Benedicte Olrik, managing director for TP at Andersen in Australia, suggested PepsiCo benefited from applying transfer pricing (TP) principles and receiving better advice on appeal. She remarked, “I am unclear to what extent TP principles were considered by the experts in the PepsiCo case or why the parties did not employ experts skilled in TP methodologies and principles in the initial court case. However, it is my opinion with the easy gesture of being retrospective, that when PepsiCo applied TP principles and employed proper advisers in the appeal, it turned out much more favorable for them.”


PepsiCo was represented by PwC in its appeal, while the ATO was advised by MinterEllison. Olrik added, “Further, imagine if PepsiCo had done this initially, then it is likely that the arrangements would not have been challenged by the ATO, there wouldn’t have been a dispute and DPT or royalty WHT wouldn’t have been raised.”

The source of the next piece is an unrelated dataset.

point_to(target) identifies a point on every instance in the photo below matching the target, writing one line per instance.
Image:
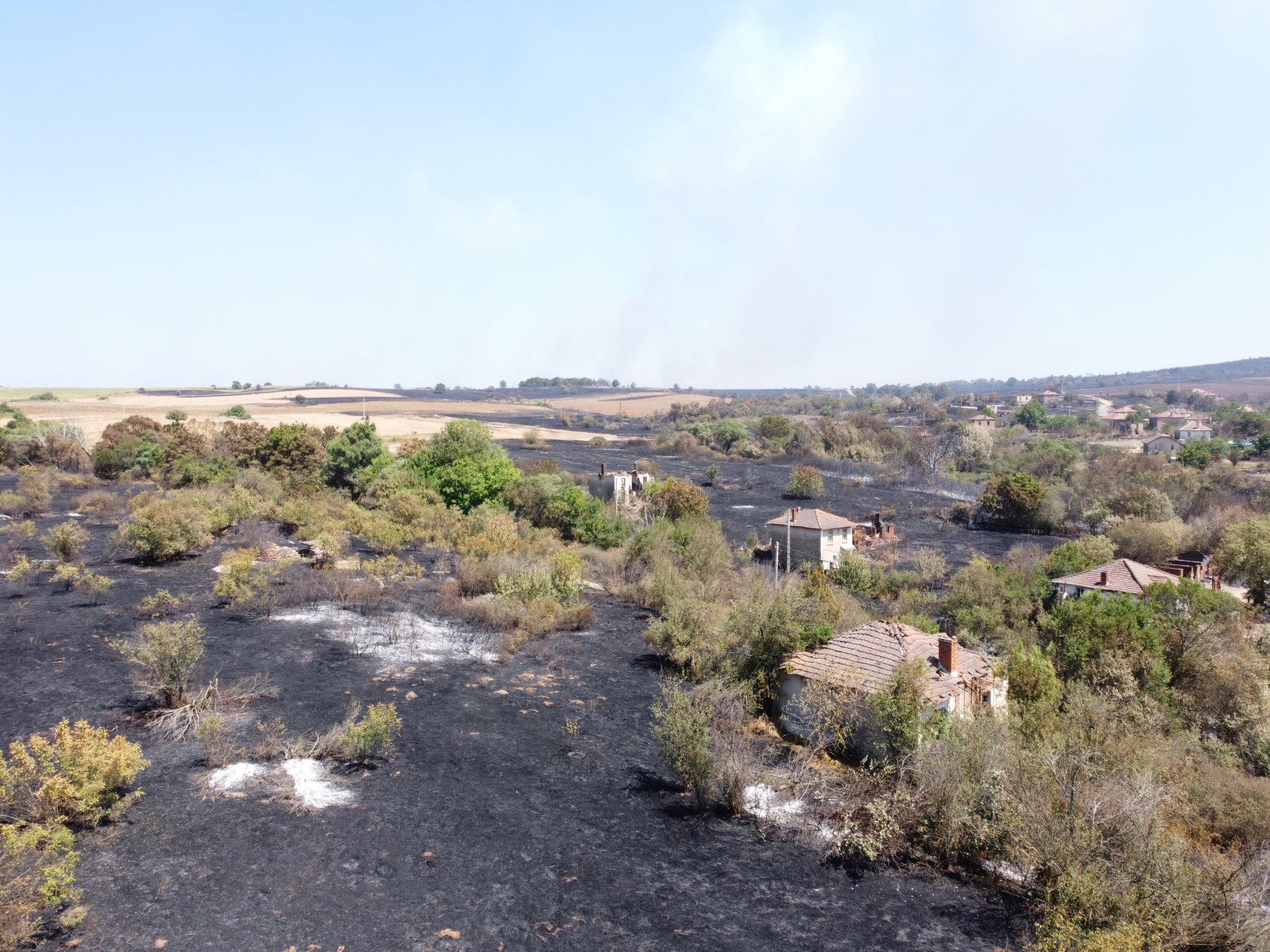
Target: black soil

Danielle Sherwin, a partner at RSM Australia, speculated that the ATO might seek leave to appeal to the High Court. However, she also noted that the High Court generally prefers to leave tax cases to the Federal Court. “Given the importance of this case to the ATO and its strong stance regarding royalties and intangible related issues, it will be interesting to see whether this is now the end of the road for the PepsiCo case,” she said.


The tax community is likely to welcome the clarity provided by the ruling, hoping it marks the end of the dispute with the ATO.